There's an argument I have with the princess all the time, where I ask her why she has any right to rule and why any of us should be following her, and I pick holes in her responses until she gets tired of me and kicks me out. It always comes down to this: her family has been there the longest, so the throne is hers by right--you know how it goes. Tonight something I said must have stuck with her because she's sitting outside my tent when I get back from wandering the woods.
She's tired of trying to find an answer I like, and wants me to give her one. So I tell her to follow me and lead her off into the woods. There's an old ruined shrine here--the kind that's been ruined since before any of this started, so overgrown and decayed that you could miss it if you don't know how to look. "Why do I like places like this?"
"Because you like anything that reminds us that we exist at the sufferance of nature?"
"Well, yes, but that's not the answer I'm looking for." I sit down against a crumbling wall. "This place is ancient, and there's still some power here, but not enough that anyone's likely to care about it. There will be no wars over a place like this. So why did I lead you out here?"

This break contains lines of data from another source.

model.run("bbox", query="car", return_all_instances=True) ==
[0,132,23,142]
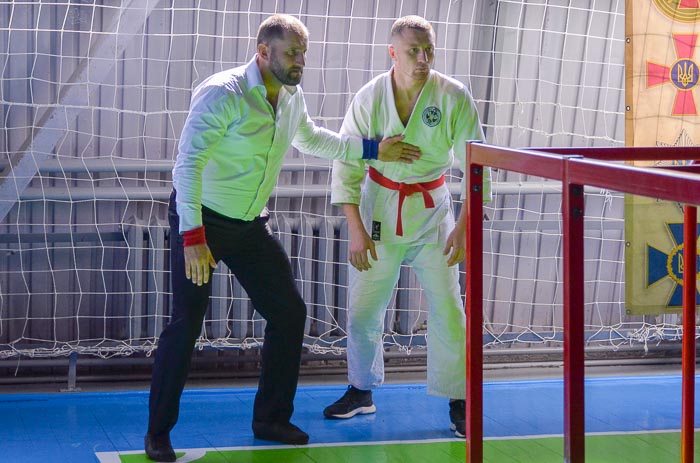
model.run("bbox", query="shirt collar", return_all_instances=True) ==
[245,53,297,95]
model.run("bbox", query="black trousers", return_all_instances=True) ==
[148,192,306,434]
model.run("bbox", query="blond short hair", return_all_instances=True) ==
[391,15,435,38]
[257,14,309,45]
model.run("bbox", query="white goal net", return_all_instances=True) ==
[0,0,652,358]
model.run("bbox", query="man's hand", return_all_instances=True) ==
[377,135,421,164]
[442,226,467,267]
[348,229,377,272]
[185,244,216,286]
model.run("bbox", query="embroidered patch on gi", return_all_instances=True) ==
[372,220,382,241]
[423,106,442,127]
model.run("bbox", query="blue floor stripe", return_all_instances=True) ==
[0,375,700,463]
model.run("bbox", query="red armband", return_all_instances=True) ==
[182,225,207,247]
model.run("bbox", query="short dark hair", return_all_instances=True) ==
[391,15,435,37]
[258,14,309,45]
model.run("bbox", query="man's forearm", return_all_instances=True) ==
[343,203,365,233]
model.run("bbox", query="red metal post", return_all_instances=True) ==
[562,176,586,463]
[681,206,698,463]
[462,144,484,463]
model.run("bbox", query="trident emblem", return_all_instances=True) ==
[677,61,695,88]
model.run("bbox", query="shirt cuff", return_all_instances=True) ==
[362,139,379,160]
[182,225,207,247]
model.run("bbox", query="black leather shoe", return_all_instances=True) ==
[145,432,177,462]
[253,421,309,445]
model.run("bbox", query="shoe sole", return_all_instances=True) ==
[326,405,377,420]
[450,423,467,438]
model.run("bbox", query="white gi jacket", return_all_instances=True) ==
[331,70,491,244]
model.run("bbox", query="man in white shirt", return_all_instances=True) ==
[324,16,490,437]
[145,15,420,461]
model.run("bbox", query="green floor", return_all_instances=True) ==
[100,432,700,463]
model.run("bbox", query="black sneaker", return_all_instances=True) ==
[323,386,377,419]
[450,400,467,437]
[144,432,177,461]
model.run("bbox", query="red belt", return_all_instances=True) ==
[369,167,445,236]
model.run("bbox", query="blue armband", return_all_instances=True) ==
[362,140,379,160]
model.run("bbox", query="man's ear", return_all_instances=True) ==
[258,42,270,61]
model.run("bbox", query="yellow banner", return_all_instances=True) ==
[625,0,700,315]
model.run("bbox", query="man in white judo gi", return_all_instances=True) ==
[323,12,490,437]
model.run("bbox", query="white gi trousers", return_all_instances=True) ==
[347,239,466,399]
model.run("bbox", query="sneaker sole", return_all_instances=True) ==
[326,405,377,420]
[450,423,467,438]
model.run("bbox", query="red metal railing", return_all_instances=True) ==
[465,143,700,463]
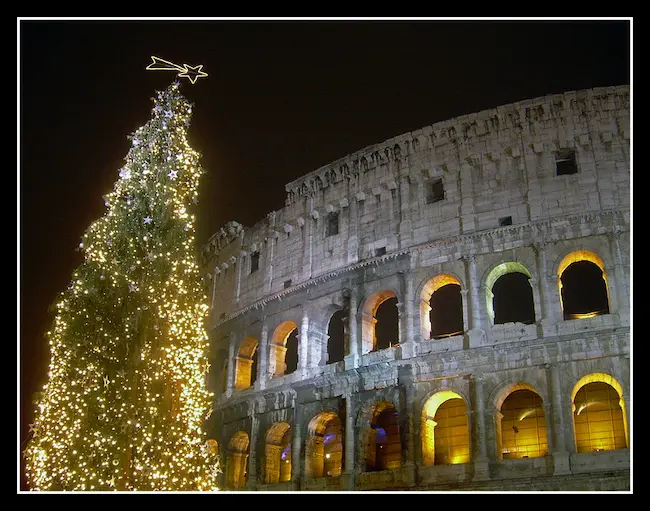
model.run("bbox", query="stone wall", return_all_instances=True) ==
[203,86,631,491]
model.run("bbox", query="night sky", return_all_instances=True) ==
[17,19,631,492]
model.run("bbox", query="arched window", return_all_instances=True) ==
[361,290,399,353]
[501,389,548,459]
[269,321,298,377]
[420,390,470,466]
[327,310,346,364]
[429,284,463,339]
[420,274,465,339]
[226,431,248,489]
[366,402,402,471]
[305,411,343,478]
[235,337,258,390]
[558,250,609,320]
[486,262,535,325]
[264,422,291,484]
[573,374,628,452]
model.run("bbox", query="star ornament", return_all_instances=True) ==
[178,64,208,85]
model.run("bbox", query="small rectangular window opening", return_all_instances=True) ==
[325,212,339,237]
[251,252,260,273]
[426,179,445,204]
[555,149,578,176]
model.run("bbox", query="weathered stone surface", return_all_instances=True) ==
[202,86,632,491]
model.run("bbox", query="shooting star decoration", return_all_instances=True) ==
[147,55,208,84]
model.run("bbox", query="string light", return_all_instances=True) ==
[24,82,219,491]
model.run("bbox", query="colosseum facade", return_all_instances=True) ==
[202,85,631,491]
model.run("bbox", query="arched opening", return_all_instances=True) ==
[264,422,291,484]
[375,297,399,351]
[305,411,343,478]
[361,290,399,353]
[327,310,346,364]
[226,431,248,489]
[501,389,548,459]
[429,284,464,339]
[420,390,470,466]
[420,274,465,339]
[573,374,628,452]
[366,403,402,471]
[560,260,609,320]
[269,321,298,378]
[284,328,298,374]
[235,336,258,390]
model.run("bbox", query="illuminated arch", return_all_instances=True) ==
[305,410,343,478]
[362,401,402,471]
[496,382,548,459]
[235,336,258,390]
[361,289,399,353]
[420,273,464,339]
[264,422,291,484]
[557,250,611,319]
[420,390,470,466]
[226,431,249,489]
[269,321,298,377]
[571,373,630,452]
[485,261,533,324]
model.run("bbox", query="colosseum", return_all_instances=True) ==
[201,85,632,492]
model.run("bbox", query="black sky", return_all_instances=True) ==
[17,19,631,490]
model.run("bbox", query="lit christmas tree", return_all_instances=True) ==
[24,83,220,491]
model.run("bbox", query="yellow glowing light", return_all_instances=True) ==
[146,55,208,84]
[24,83,218,491]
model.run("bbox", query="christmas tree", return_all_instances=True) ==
[24,82,219,491]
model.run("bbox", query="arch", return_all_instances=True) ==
[496,388,548,459]
[557,250,610,320]
[485,261,535,325]
[420,273,464,339]
[264,422,291,484]
[305,410,343,478]
[269,321,298,378]
[420,390,470,466]
[571,373,629,452]
[225,431,249,489]
[235,336,259,390]
[364,401,403,471]
[361,289,399,353]
[327,309,349,364]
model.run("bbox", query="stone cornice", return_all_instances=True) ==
[210,208,629,329]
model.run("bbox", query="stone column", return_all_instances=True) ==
[298,305,309,379]
[473,374,490,481]
[463,254,485,347]
[607,229,629,321]
[225,332,237,397]
[246,408,259,489]
[255,316,269,390]
[345,286,360,371]
[400,270,417,358]
[545,364,571,475]
[291,400,303,491]
[532,242,556,323]
[460,289,470,349]
[342,392,355,490]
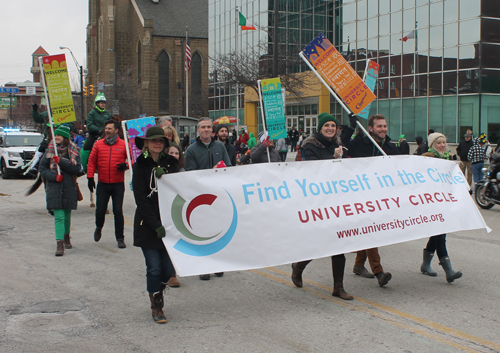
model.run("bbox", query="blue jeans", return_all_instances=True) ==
[141,248,175,293]
[471,162,484,183]
[425,234,448,258]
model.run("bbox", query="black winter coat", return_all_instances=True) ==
[302,132,339,161]
[40,148,82,210]
[132,154,179,249]
[341,125,399,158]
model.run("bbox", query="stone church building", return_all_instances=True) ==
[85,0,208,119]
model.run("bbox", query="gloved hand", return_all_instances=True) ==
[349,113,359,129]
[87,178,95,192]
[155,167,167,179]
[156,226,166,239]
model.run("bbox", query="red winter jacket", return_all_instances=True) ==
[87,137,127,184]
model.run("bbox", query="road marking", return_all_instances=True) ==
[254,267,500,352]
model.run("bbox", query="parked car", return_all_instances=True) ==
[0,129,43,179]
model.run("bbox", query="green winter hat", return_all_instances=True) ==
[94,92,106,105]
[54,125,71,139]
[318,113,338,130]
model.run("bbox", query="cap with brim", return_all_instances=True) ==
[135,126,170,150]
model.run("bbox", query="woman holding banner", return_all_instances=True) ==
[132,126,179,324]
[292,113,353,300]
[420,132,462,283]
[40,125,82,256]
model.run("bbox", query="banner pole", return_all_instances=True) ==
[38,56,61,175]
[122,120,134,177]
[299,52,387,156]
[257,80,271,163]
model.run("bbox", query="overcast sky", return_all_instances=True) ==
[0,0,88,86]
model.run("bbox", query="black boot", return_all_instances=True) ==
[149,291,167,324]
[292,260,312,288]
[332,256,354,300]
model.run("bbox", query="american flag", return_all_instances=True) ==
[184,37,191,72]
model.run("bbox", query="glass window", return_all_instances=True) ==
[403,9,415,31]
[415,75,427,97]
[481,70,500,92]
[380,0,391,14]
[357,0,373,20]
[459,18,480,44]
[443,47,458,71]
[416,5,429,28]
[368,0,378,17]
[342,3,356,23]
[444,0,458,22]
[429,26,443,48]
[481,18,500,43]
[391,0,402,12]
[429,73,442,96]
[458,45,479,69]
[460,0,480,20]
[378,15,390,36]
[391,11,403,33]
[429,49,443,72]
[357,20,367,40]
[430,2,443,26]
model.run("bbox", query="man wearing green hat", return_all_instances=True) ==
[83,92,111,151]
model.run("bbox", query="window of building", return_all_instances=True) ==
[158,51,170,112]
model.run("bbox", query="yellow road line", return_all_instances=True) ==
[251,267,500,352]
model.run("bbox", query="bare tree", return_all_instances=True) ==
[211,30,309,98]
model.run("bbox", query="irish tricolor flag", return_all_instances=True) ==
[238,11,255,31]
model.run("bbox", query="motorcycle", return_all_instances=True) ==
[475,153,500,210]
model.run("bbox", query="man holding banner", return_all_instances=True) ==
[341,114,399,287]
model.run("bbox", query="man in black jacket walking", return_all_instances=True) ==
[341,114,399,287]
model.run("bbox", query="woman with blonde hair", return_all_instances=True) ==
[163,126,181,145]
[420,132,462,283]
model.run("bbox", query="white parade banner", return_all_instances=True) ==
[158,156,491,276]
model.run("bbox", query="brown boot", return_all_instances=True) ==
[292,260,312,288]
[149,292,167,324]
[332,256,354,300]
[56,240,64,256]
[167,273,181,288]
[64,234,73,249]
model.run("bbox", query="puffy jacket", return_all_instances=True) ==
[87,137,127,184]
[87,108,111,135]
[132,154,179,249]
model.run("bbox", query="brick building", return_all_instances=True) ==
[85,0,208,118]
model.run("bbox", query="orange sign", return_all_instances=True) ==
[304,33,376,114]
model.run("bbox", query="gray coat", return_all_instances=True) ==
[40,149,82,210]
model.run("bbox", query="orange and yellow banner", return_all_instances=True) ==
[43,54,76,124]
[304,33,376,114]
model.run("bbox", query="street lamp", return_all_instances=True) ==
[59,47,85,129]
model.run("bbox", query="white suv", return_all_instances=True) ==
[0,129,43,179]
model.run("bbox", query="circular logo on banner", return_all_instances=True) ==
[171,190,238,256]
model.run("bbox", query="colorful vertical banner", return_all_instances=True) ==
[358,60,380,119]
[303,33,376,114]
[43,54,76,124]
[127,116,155,163]
[261,77,287,140]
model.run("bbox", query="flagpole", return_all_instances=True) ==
[184,26,189,117]
[233,6,240,134]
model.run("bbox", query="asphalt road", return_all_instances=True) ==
[0,165,500,353]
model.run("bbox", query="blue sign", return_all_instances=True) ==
[0,87,19,93]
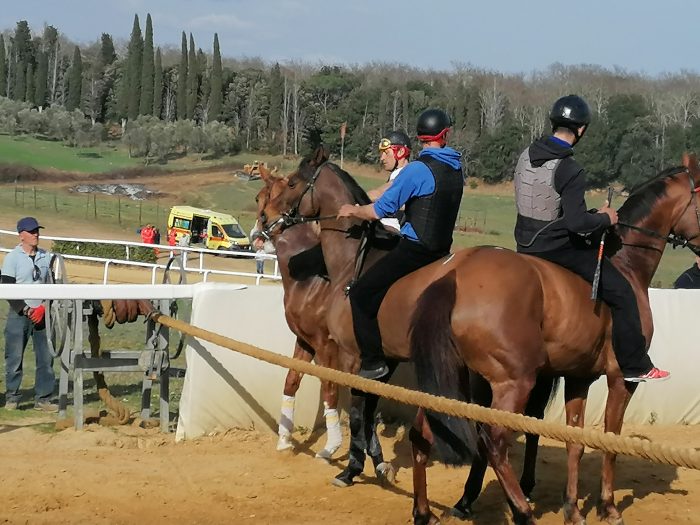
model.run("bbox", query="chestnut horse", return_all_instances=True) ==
[255,167,395,478]
[263,148,700,525]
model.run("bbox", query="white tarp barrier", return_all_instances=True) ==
[177,284,700,439]
[176,283,322,440]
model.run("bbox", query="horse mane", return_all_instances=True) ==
[297,154,372,205]
[618,166,686,224]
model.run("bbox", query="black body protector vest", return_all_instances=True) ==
[406,157,464,253]
[514,148,561,246]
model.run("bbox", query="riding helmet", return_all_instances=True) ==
[549,95,591,131]
[386,129,411,149]
[416,108,452,141]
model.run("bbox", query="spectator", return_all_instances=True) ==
[1,217,58,412]
[253,237,266,274]
[673,256,700,288]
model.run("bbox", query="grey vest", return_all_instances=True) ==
[515,148,561,222]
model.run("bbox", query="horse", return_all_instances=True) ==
[255,167,395,478]
[263,144,700,525]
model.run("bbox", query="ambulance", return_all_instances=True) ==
[168,206,250,252]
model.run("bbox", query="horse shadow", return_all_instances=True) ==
[462,445,687,525]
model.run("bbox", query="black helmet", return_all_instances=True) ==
[549,95,591,133]
[379,129,411,151]
[416,109,452,141]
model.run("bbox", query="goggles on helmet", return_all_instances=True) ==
[379,139,393,151]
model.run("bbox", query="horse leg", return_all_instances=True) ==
[363,361,398,485]
[409,408,440,525]
[316,381,343,459]
[316,341,343,460]
[277,339,313,451]
[482,378,536,525]
[450,371,491,520]
[520,376,554,502]
[564,378,591,525]
[332,390,367,488]
[597,377,638,525]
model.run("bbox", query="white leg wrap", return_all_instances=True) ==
[316,401,343,459]
[277,395,294,450]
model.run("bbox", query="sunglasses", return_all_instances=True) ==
[379,139,393,151]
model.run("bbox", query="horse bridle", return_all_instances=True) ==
[262,161,336,237]
[617,168,700,256]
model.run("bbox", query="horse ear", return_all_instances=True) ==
[683,152,698,171]
[311,144,331,166]
[258,166,275,186]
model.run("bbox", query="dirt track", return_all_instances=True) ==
[0,424,700,525]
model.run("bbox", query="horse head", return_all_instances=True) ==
[257,146,329,233]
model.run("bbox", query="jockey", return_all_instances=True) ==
[367,130,411,231]
[338,109,464,379]
[514,95,670,383]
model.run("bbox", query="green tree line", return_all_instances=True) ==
[0,15,700,187]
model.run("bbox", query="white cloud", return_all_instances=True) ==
[188,14,252,29]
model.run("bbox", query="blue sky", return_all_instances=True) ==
[0,0,700,76]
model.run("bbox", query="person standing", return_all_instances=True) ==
[1,217,58,412]
[253,237,266,275]
[367,130,411,231]
[338,109,464,379]
[514,95,670,383]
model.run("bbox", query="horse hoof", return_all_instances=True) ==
[447,505,474,521]
[331,468,360,489]
[316,447,340,461]
[376,461,396,485]
[277,438,294,452]
[331,477,354,489]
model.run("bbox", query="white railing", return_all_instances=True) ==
[0,230,281,285]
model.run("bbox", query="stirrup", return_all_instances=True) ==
[343,279,357,297]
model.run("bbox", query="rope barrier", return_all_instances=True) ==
[152,312,700,470]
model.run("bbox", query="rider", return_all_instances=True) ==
[338,109,464,379]
[515,95,670,383]
[367,130,411,231]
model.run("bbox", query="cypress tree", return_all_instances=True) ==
[185,33,199,119]
[10,20,34,100]
[34,51,49,108]
[139,13,154,115]
[153,48,163,118]
[0,33,7,97]
[100,33,117,66]
[66,46,83,111]
[12,61,27,100]
[127,15,143,120]
[207,33,223,122]
[267,63,284,133]
[24,62,34,102]
[176,31,187,120]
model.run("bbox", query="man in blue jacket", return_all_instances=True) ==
[338,109,464,379]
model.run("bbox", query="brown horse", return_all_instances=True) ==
[255,167,394,476]
[263,148,700,524]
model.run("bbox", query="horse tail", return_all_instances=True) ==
[410,271,478,466]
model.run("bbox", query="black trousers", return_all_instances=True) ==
[349,239,447,368]
[528,247,654,376]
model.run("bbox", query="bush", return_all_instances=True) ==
[52,241,157,263]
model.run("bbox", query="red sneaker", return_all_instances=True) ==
[624,367,671,383]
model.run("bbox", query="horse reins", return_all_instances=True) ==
[617,169,700,256]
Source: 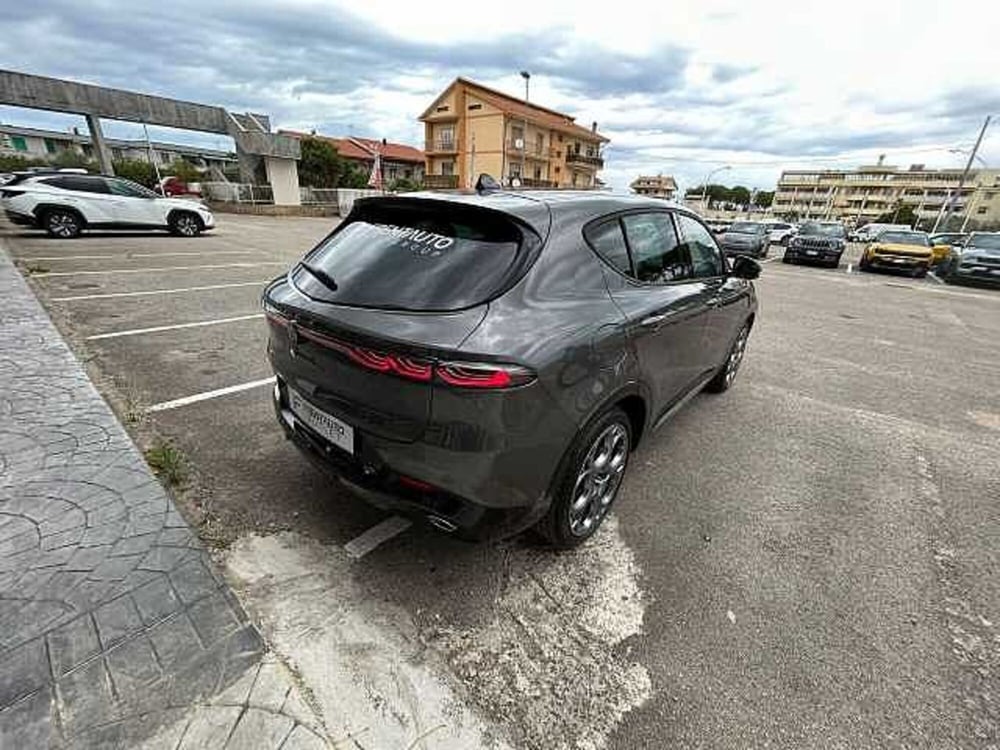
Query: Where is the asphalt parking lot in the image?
[0,215,1000,748]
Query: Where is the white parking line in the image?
[344,516,413,560]
[17,250,263,261]
[51,281,267,302]
[34,260,289,279]
[146,376,274,412]
[87,313,264,341]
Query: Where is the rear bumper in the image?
[785,246,844,263]
[272,376,549,540]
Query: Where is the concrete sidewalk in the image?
[0,247,324,750]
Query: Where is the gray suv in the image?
[263,191,760,547]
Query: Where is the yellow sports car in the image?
[858,230,934,278]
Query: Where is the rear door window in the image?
[677,214,725,279]
[586,218,632,276]
[622,211,691,283]
[295,201,537,311]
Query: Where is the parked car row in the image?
[0,170,215,239]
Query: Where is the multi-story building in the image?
[419,78,608,188]
[0,125,236,171]
[772,163,1000,228]
[278,130,424,185]
[629,174,677,201]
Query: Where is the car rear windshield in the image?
[878,232,931,247]
[799,222,845,239]
[303,199,534,312]
[969,234,1000,250]
[726,221,764,234]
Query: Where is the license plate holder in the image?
[288,388,354,456]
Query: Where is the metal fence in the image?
[201,182,274,203]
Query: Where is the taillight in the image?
[435,362,535,388]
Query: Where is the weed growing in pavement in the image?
[146,438,187,487]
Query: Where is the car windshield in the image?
[878,232,930,247]
[799,221,844,239]
[969,234,1000,250]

"Because you delight in being cryptic and irritating?"
"Also true, but still not the point." I lie down and close my eyes. "I like these places because they're beautiful, and peaceful. I feel safe here."
"So . . . you think you should be following me because I'm pretty?"
"You're trying to bait me. I won't bite. But you're not far off. There's plenty of ancient things in this world with no merits to speak of, to say nothing of the ones that are actively harmful. If there is a reason for us to follow you, it has nothing to do with tradition. Be worthy of it, and you'll convince me."
She sits in silence for a long while, and eventually lies down next to me. "How do I convince myself I'm worthy?" she asks, quietly. Like she's afraid that if she speaks too loudly, the world might realize she's human, with human vulnerabilities. It breaks my heart, just a little.
I don't have an answer to that question, and maybe she just thought I was asleep. I keep my eyes closed and my breathing steady, until my feigned sleep becomes real and the night becomes morning.